Morphology of plants
Why colorful flowers? From which parts consists of a flower? And what is their role in the development of plants?
Flowers exist only among spermed plants and their main function is to carry the organs of sexual reproduction and to allow the multiplication of the plant and the production of fruits and seeds. Flowers are shortened branches that are made up of several rows, located within each other. Each generation is a part that contains organs of a certain type with a certain function. All the dors together are designed to ensure successful pollination and fertilization. The parts of the flower (dory) are leaves that during the course of evolution changed their function and also their shape and became cupolas, petals, stamens and leaves.
Grape leaves are usually green and therefore are used for photosynthesis. Due to their resemblance to the leaves in the role and shape they are considered a direct development of the regular plant leaves.

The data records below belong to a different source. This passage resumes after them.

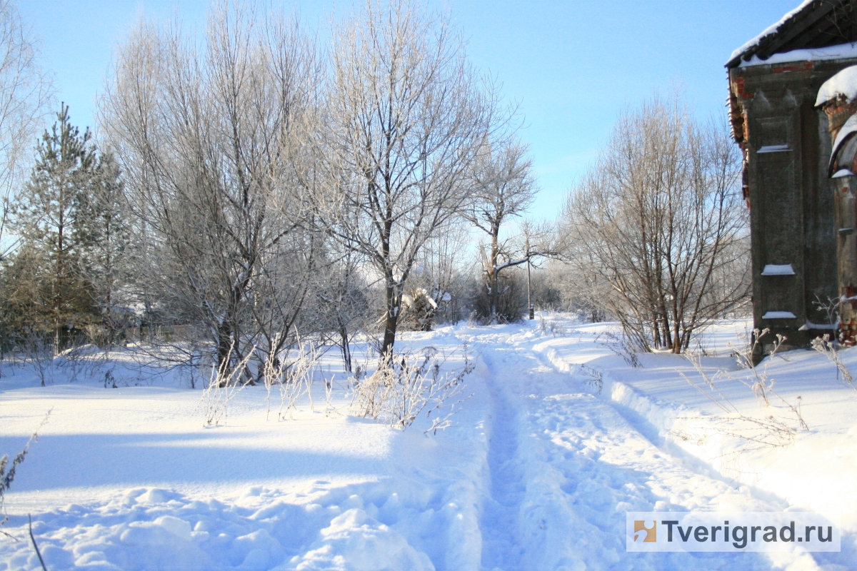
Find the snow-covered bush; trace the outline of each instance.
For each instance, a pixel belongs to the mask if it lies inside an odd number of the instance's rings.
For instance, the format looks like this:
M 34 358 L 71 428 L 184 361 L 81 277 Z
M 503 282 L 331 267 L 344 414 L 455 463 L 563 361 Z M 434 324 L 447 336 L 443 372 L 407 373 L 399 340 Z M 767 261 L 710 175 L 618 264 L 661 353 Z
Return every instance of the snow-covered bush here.
M 414 331 L 430 331 L 434 324 L 437 302 L 423 288 L 415 288 L 402 295 L 399 323 Z
M 202 391 L 200 407 L 202 408 L 205 416 L 203 425 L 205 426 L 217 426 L 221 419 L 225 422 L 229 401 L 247 385 L 245 373 L 247 364 L 253 356 L 253 351 L 249 352 L 247 356 L 234 366 L 231 365 L 231 350 L 219 366 L 212 366 L 208 385 Z
M 457 412 L 454 401 L 464 391 L 464 378 L 473 370 L 464 348 L 464 366 L 441 372 L 445 359 L 438 358 L 434 348 L 423 349 L 422 355 L 399 354 L 381 360 L 369 377 L 357 383 L 351 410 L 363 417 L 374 419 L 394 428 L 405 430 L 425 411 L 430 418 L 438 413 L 426 432 L 435 432 L 452 425 L 451 417 Z M 440 407 L 449 403 L 446 414 Z

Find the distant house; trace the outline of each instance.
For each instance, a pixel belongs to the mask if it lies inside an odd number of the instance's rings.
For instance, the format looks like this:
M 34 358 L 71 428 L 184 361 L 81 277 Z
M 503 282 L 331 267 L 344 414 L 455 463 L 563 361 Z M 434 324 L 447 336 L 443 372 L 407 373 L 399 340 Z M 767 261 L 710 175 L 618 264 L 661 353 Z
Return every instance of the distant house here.
M 855 40 L 857 0 L 809 0 L 726 64 L 750 208 L 753 323 L 789 348 L 834 332 L 854 344 L 857 334 Z

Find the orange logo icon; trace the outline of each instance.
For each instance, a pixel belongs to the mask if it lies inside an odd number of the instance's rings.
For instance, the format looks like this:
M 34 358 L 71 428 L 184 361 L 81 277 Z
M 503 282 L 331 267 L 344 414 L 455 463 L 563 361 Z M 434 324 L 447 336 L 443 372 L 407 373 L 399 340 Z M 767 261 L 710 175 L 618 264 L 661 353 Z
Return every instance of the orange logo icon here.
M 645 532 L 645 539 L 643 543 L 654 543 L 657 541 L 657 521 L 652 520 L 651 527 L 645 526 L 645 520 L 634 520 L 634 541 L 637 541 L 641 533 Z

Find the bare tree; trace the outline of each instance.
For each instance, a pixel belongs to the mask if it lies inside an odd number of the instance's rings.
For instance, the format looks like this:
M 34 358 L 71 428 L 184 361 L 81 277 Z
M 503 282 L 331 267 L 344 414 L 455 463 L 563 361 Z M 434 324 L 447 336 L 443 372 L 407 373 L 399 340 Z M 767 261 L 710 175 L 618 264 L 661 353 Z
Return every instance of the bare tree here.
M 466 203 L 467 172 L 497 115 L 444 16 L 369 2 L 335 28 L 328 167 L 316 200 L 327 232 L 364 256 L 384 284 L 389 355 L 420 249 Z
M 748 294 L 740 173 L 724 126 L 656 97 L 621 114 L 569 195 L 569 257 L 607 286 L 603 303 L 638 348 L 680 353 Z
M 494 146 L 485 145 L 471 175 L 474 196 L 465 216 L 488 235 L 488 247 L 482 249 L 482 265 L 488 300 L 487 317 L 491 323 L 498 319 L 500 272 L 522 264 L 527 264 L 529 271 L 529 241 L 524 255 L 515 256 L 510 241 L 500 239 L 504 223 L 520 217 L 536 199 L 537 188 L 531 172 L 532 160 L 526 153 L 526 146 L 514 140 Z
M 293 339 L 319 242 L 297 181 L 320 69 L 295 21 L 221 3 L 198 45 L 141 23 L 101 105 L 126 176 L 141 282 L 201 325 L 219 365 Z
M 13 194 L 27 175 L 34 137 L 53 92 L 38 55 L 38 42 L 15 3 L 0 0 L 0 260 L 17 243 L 9 234 Z

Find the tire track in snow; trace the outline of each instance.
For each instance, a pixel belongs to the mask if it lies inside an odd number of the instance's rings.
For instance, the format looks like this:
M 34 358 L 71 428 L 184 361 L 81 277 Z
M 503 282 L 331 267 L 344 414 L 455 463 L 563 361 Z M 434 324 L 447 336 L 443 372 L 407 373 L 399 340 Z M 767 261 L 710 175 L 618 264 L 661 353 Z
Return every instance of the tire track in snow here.
M 505 391 L 492 382 L 498 376 L 495 351 L 485 351 L 482 359 L 488 373 L 485 380 L 491 396 L 492 415 L 488 453 L 490 497 L 485 499 L 480 522 L 482 566 L 485 569 L 521 568 L 517 527 L 524 490 L 515 463 L 518 452 L 515 428 L 518 420 Z
M 612 403 L 514 341 L 482 355 L 494 409 L 483 569 L 770 569 L 788 562 L 818 568 L 808 554 L 785 561 L 753 553 L 626 553 L 626 511 L 783 506 L 689 470 Z

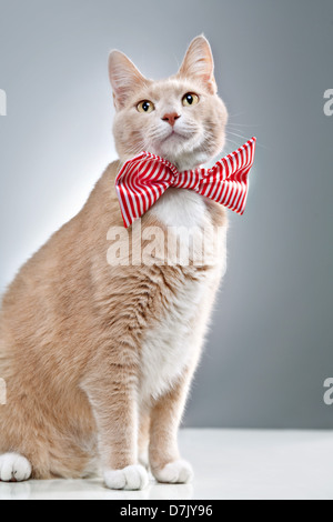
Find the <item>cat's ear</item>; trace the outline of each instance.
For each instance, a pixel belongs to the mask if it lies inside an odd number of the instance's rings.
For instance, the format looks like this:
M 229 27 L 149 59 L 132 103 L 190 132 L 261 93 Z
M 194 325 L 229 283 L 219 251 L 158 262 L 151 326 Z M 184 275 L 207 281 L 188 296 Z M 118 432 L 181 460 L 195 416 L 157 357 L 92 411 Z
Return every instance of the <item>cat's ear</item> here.
M 212 94 L 218 92 L 213 53 L 204 36 L 196 37 L 191 42 L 178 74 L 202 81 Z
M 137 69 L 134 63 L 123 52 L 117 50 L 111 51 L 109 57 L 109 77 L 117 110 L 125 106 L 129 96 L 141 83 L 147 83 L 147 79 Z

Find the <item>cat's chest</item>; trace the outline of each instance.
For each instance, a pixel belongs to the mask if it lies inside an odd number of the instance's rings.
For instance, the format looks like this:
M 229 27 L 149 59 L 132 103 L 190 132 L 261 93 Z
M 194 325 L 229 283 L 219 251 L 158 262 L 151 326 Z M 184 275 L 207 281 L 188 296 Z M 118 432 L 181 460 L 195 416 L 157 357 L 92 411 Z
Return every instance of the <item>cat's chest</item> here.
M 190 191 L 171 190 L 153 212 L 164 225 L 180 228 L 172 233 L 178 233 L 181 242 L 186 241 L 189 229 L 200 234 L 210 222 L 203 199 Z M 209 291 L 213 271 L 195 271 L 194 278 L 186 275 L 186 270 L 183 272 L 168 307 L 144 335 L 141 352 L 141 394 L 144 400 L 165 393 L 198 351 L 195 318 Z
M 205 292 L 204 278 L 185 280 L 153 328 L 145 332 L 141 351 L 143 400 L 157 399 L 170 390 L 195 357 L 194 320 Z

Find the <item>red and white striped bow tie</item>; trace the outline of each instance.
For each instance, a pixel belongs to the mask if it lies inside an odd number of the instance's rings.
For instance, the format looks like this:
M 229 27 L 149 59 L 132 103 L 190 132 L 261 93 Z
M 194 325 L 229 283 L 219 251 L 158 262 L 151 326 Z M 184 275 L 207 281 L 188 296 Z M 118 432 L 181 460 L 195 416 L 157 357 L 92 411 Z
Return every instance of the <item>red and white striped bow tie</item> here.
M 195 190 L 242 214 L 248 197 L 248 174 L 253 165 L 256 139 L 252 138 L 212 169 L 179 172 L 169 161 L 141 152 L 127 161 L 115 180 L 125 228 L 141 218 L 170 187 Z

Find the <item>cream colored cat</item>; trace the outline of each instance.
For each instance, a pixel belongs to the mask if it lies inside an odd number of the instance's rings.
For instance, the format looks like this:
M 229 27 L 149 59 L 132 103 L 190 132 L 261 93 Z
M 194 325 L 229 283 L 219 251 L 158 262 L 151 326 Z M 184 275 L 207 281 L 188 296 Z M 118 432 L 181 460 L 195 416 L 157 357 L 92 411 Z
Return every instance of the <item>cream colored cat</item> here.
M 121 164 L 142 150 L 179 170 L 208 162 L 224 145 L 226 109 L 204 37 L 193 40 L 168 80 L 143 78 L 119 51 L 109 68 L 120 160 L 82 211 L 21 269 L 2 301 L 2 481 L 101 470 L 107 486 L 137 490 L 148 483 L 147 454 L 160 482 L 192 476 L 179 454 L 178 430 L 225 251 L 210 265 L 115 267 L 107 262 L 107 237 L 123 227 L 114 190 Z M 209 224 L 225 233 L 225 210 L 181 189 L 167 191 L 142 218 L 143 231 Z

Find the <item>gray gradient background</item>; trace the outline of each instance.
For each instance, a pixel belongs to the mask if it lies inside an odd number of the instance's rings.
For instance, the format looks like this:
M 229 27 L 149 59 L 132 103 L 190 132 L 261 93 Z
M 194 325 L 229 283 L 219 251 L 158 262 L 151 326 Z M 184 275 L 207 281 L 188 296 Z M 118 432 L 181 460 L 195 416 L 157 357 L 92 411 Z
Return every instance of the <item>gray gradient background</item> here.
M 117 158 L 109 50 L 161 78 L 201 32 L 259 147 L 185 424 L 333 428 L 332 0 L 0 0 L 0 291 Z

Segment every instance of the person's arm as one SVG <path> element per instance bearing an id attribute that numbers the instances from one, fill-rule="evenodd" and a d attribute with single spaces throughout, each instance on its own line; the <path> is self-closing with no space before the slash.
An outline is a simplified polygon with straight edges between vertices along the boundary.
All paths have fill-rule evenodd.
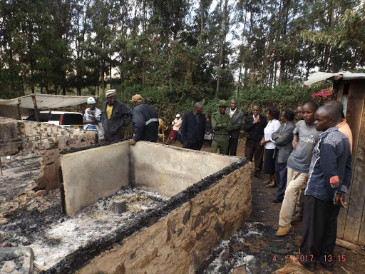
<path id="1" fill-rule="evenodd" d="M 240 112 L 237 123 L 235 125 L 232 125 L 231 131 L 235 131 L 236 129 L 241 128 L 244 120 L 245 116 L 243 115 L 243 112 Z"/>
<path id="2" fill-rule="evenodd" d="M 276 132 L 276 131 L 275 131 Z M 272 133 L 274 134 L 274 133 Z M 275 146 L 286 146 L 289 142 L 292 142 L 293 140 L 293 131 L 292 129 L 287 129 L 283 132 L 282 136 L 275 139 Z"/>
<path id="3" fill-rule="evenodd" d="M 217 121 L 217 117 L 218 116 L 218 115 L 212 115 L 212 128 L 213 129 L 213 131 L 218 131 L 220 129 L 225 128 L 227 126 L 227 123 L 218 123 L 219 122 L 218 121 Z"/>
<path id="4" fill-rule="evenodd" d="M 134 109 L 133 116 L 132 119 L 133 124 L 133 139 L 138 142 L 140 140 L 142 134 L 145 130 L 145 118 L 143 113 L 139 109 Z"/>
<path id="5" fill-rule="evenodd" d="M 253 123 L 253 121 L 251 122 L 249 121 L 248 117 L 246 117 L 245 118 L 245 123 L 243 123 L 243 130 L 246 132 L 250 131 L 252 130 L 255 126 L 255 124 Z"/>
<path id="6" fill-rule="evenodd" d="M 344 176 L 344 181 L 339 186 L 339 191 L 336 191 L 335 196 L 339 194 L 337 205 L 347 208 L 348 193 L 351 186 L 351 179 L 352 177 L 352 170 L 351 167 L 351 156 L 349 153 L 347 160 L 346 161 L 345 173 Z M 336 199 L 336 197 L 335 197 Z"/>

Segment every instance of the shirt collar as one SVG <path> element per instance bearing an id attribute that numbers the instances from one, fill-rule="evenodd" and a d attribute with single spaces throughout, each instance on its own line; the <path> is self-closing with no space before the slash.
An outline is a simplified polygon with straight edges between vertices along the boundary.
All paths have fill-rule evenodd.
<path id="1" fill-rule="evenodd" d="M 319 138 L 322 138 L 323 136 L 327 135 L 328 133 L 329 133 L 330 132 L 333 132 L 333 131 L 338 131 L 339 128 L 337 128 L 336 126 L 333 126 L 331 128 L 329 128 L 329 129 L 327 129 L 327 131 L 322 132 L 322 133 L 319 133 L 319 135 L 318 136 Z"/>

Petals are often colored, and their role in most flowers is to attract insects to the flower. The leaves are green leafy or powdered with certain flowers. In the type of nympha, for example, one can see a gradual transition between the dory. When looking at a flower, colorful petals are seen, with strands of struggle (part of the pollen containing pollen) and regular petals. This observation indicates that the origin of the petals here is the masons who changed their shape and lost their male powder and thus became colorful petals.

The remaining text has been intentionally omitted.